Shirota turned terribly pale and drops of sweat stood out on his forehead.
‘Is that Tamba?’ he asked Fandorin. ‘Yes, I recognised him from the description … This is what I was afraid of! That they had kidnapped Sophie. How can you, a civilised man, be in league with those ghouls?’
But when he glanced once again at his former colleague’s stony face, his features drooped and he murmured:
‘Yes, yes, of course … You had no choice … I understand. But I know you are a noble man. You will not allow the shinobi to do her any harm! Erast Petrovich, Mr Fandorin, you also love, you will understand me!’
‘No, I will not,’ the vice-consul replied indifferently. ‘The woman I loved is dead. Thanks to your efforts. Tamba said that you drew up the plan of the operation. Well then, the Don is fortunate in his choice of d-deputy.’
Shirota looked at Erast Petrovich in terror, frightened less by the meaning of the words than the lifeless tone in which they were spoken.
He whispered fervently:
‘I … I’ll do whatever they want, only let her go! She doesn’t know anything, she doesn’t understand anything about my business. She must not be held as a hostage! She is an angel!’
‘It never even entered my head to t-take Sophia Diogenovna hostage,’ Fandorin replied in the same dull, strangled voice. ‘What scurrilous nonsense you talk.’
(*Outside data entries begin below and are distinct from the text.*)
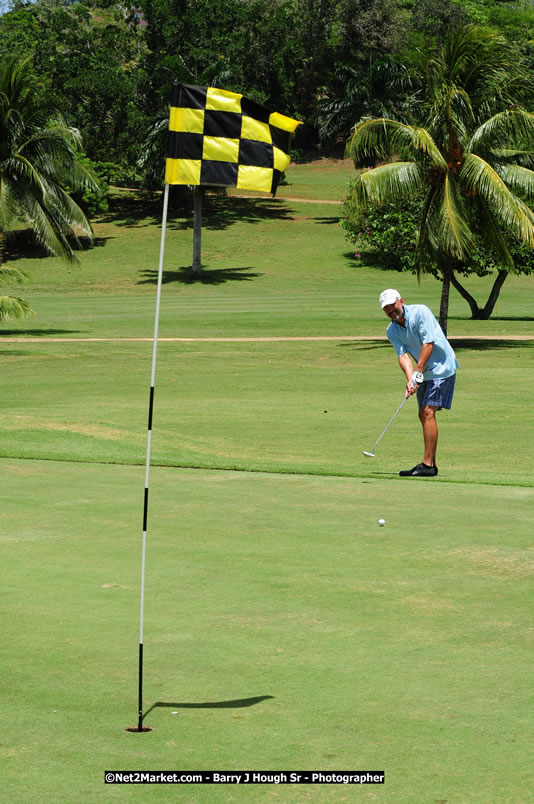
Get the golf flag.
[165,84,300,195]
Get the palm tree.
[347,25,534,332]
[0,59,98,320]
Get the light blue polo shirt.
[386,304,458,380]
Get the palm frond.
[0,265,29,285]
[434,174,475,261]
[353,162,423,206]
[0,296,35,321]
[346,117,447,170]
[472,109,534,154]
[346,117,413,164]
[460,154,534,246]
[478,198,514,270]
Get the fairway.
[0,160,534,804]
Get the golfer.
[380,288,458,477]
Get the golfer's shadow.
[143,695,274,720]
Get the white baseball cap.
[379,288,401,309]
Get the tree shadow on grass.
[311,215,344,225]
[5,229,115,263]
[143,695,274,720]
[449,336,534,352]
[344,246,402,274]
[449,315,534,321]
[338,339,391,352]
[137,265,263,285]
[97,195,293,231]
[0,329,82,343]
[167,196,294,231]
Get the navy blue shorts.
[417,374,456,410]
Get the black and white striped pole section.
[135,184,169,731]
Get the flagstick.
[137,184,169,731]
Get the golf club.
[363,371,423,458]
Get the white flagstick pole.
[137,184,169,731]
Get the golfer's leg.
[419,405,438,466]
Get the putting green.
[0,459,534,804]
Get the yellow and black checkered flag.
[165,84,300,194]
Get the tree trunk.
[451,270,508,321]
[451,271,480,318]
[480,271,508,321]
[439,262,453,336]
[193,187,202,279]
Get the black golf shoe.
[399,463,438,477]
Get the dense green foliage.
[0,59,98,318]
[0,0,534,176]
[347,25,534,330]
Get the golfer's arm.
[399,352,413,381]
[415,343,434,371]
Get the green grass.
[0,340,534,487]
[0,161,534,804]
[0,460,534,804]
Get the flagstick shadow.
[143,695,274,720]
[137,265,263,285]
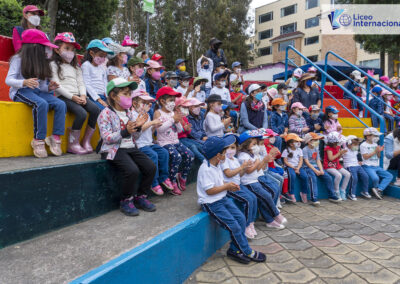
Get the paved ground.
[187,198,400,284]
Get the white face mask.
[28,15,40,27]
[165,102,175,111]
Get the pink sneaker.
[44,135,62,156]
[171,182,182,195]
[267,220,285,230]
[274,214,287,225]
[176,173,186,191]
[161,178,174,190]
[31,139,47,158]
[151,185,164,195]
[300,192,308,203]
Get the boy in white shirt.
[360,127,393,199]
[197,135,266,264]
[343,135,371,200]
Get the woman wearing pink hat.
[50,32,100,155]
[13,5,44,52]
[6,29,67,158]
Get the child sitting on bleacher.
[82,39,113,110]
[197,135,266,264]
[6,29,67,158]
[50,33,100,155]
[97,78,156,216]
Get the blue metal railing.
[285,45,391,167]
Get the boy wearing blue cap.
[197,135,266,264]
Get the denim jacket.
[97,106,141,160]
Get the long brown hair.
[52,40,78,80]
[18,43,52,80]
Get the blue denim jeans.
[362,165,393,191]
[245,182,279,223]
[346,166,368,195]
[228,185,258,227]
[287,167,308,194]
[139,144,169,187]
[179,138,205,162]
[201,197,252,255]
[14,88,67,140]
[305,167,336,202]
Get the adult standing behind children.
[12,5,44,52]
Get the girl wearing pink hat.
[6,29,67,158]
[13,5,44,52]
[50,32,100,155]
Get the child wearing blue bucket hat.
[197,135,266,264]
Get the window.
[304,55,318,64]
[258,12,274,24]
[278,40,295,51]
[281,23,297,35]
[258,46,272,56]
[304,36,319,45]
[305,17,319,29]
[258,29,272,40]
[281,4,297,18]
[306,0,319,10]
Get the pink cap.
[22,29,58,48]
[121,35,139,47]
[22,5,44,16]
[290,102,306,109]
[54,32,81,49]
[147,60,165,69]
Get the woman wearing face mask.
[238,84,268,133]
[144,60,165,98]
[289,102,310,137]
[98,78,157,216]
[292,73,321,118]
[81,39,113,110]
[107,42,131,81]
[12,5,44,52]
[51,33,100,155]
[127,56,149,91]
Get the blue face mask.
[254,92,264,101]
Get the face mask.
[268,137,276,144]
[251,145,260,155]
[165,102,175,111]
[151,71,161,81]
[93,56,106,65]
[60,51,75,63]
[122,54,128,65]
[118,96,132,109]
[254,92,264,101]
[44,46,53,59]
[192,107,200,115]
[226,149,236,159]
[28,15,40,27]
[135,68,144,77]
[181,107,189,116]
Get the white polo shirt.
[197,160,226,204]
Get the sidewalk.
[186,197,400,284]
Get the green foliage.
[0,0,22,36]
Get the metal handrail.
[285,45,386,167]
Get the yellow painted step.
[339,117,372,127]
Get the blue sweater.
[270,111,289,134]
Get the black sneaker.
[226,249,251,264]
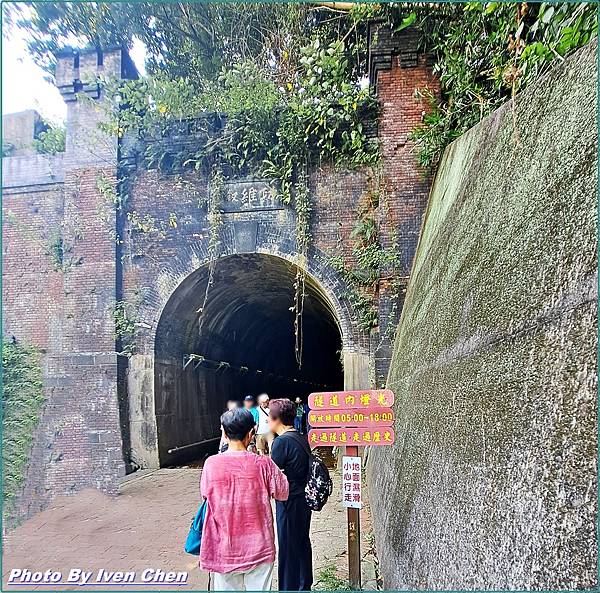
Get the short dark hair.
[221,408,254,441]
[269,399,296,426]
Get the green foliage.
[103,38,378,204]
[2,142,15,157]
[386,2,597,168]
[315,564,352,591]
[48,232,65,271]
[113,301,136,356]
[2,338,45,517]
[7,2,318,80]
[33,127,66,154]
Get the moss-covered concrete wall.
[368,39,597,589]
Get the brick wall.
[3,28,437,513]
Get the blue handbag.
[185,498,207,556]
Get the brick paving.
[2,468,378,591]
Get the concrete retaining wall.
[369,39,597,589]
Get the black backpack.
[286,431,333,511]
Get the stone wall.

‘That’s not true! I have received a note from her. This is Sophie’s hand!’ Shirota extracted the small sheet of pink paper from the torn envelope and read out: ‘“My poor heart can bear this no more. Oh come quickly to help me now! And if you do not come, you know I shall lose my life for you”. Tamba guessed where
I had hidden Sophie and kidnapped her!’
The fiancé of the ‘captain’s daughter’ was a pitiful sight: lips trembling, pince-nez dangling on its lace, fingers intertwined imploringly.
But Erast Petrovich was not moved by this selfless love. The vice-consul rubbed his chest (those cursed lungs!) and simply said:
‘It’s not a note. It’s a poem.’
‘A poem?’ Shirota exclaimed in amazement. ‘Oh, come now! I know what Russian poems are like. There’s no rhyme here: “more” and “know” is not a rhyme. You can have no rhymes in blank verse, but that has rhythm. For instance, Pushkin: “I visited once more that corner of the earth where I spent two forgotten years in exile”. But this has no rhythm.’
‘But even so, it is a poem.’
‘Ah, perhaps it is a poem in prose,’ Shirota exclaimed with a flash of insight. ‘Like Turgenev! “I fancied then that I was somewhere in the Russian backwoods, in a simple village house”.’
‘Perhaps,’ said Erast Petrovich, who did not wish to argue. ‘But in any case, Sophia Diogenovna is not in any danger, I have n-no idea where you have hidden her.’
‘So you … You simply wanted to lure me out!’ Shirota flushed bright red. ‘Well then, you have succeeded. But I won’t tell you anything! Not even if your shinobi torture me.’ At those words he turned pale again. ‘I’d rather bite my tongue off.’
Erast Petrovich winced slightly.
‘No one is intending to torture you. You will get up in a moment and leave. I have met you here to ask you one single question. And you do not even have to answer it.’
Totally confused now, Shirota muttered:
‘You will let me go? Even if I don’t answer?’
‘Yes.’
‘I don’t somehow … Oh, very well, very well, ask.’
Looking him in the eye, Fandorin said slowly:
‘I remember you used to call me a friend. And you said that you were in my debt for ever. Then you betrayed me, although I trusted you. Tell me, sincere man and admirer of Pushkin, does serving the Fatherland really justify absolutely any kind of villainy?’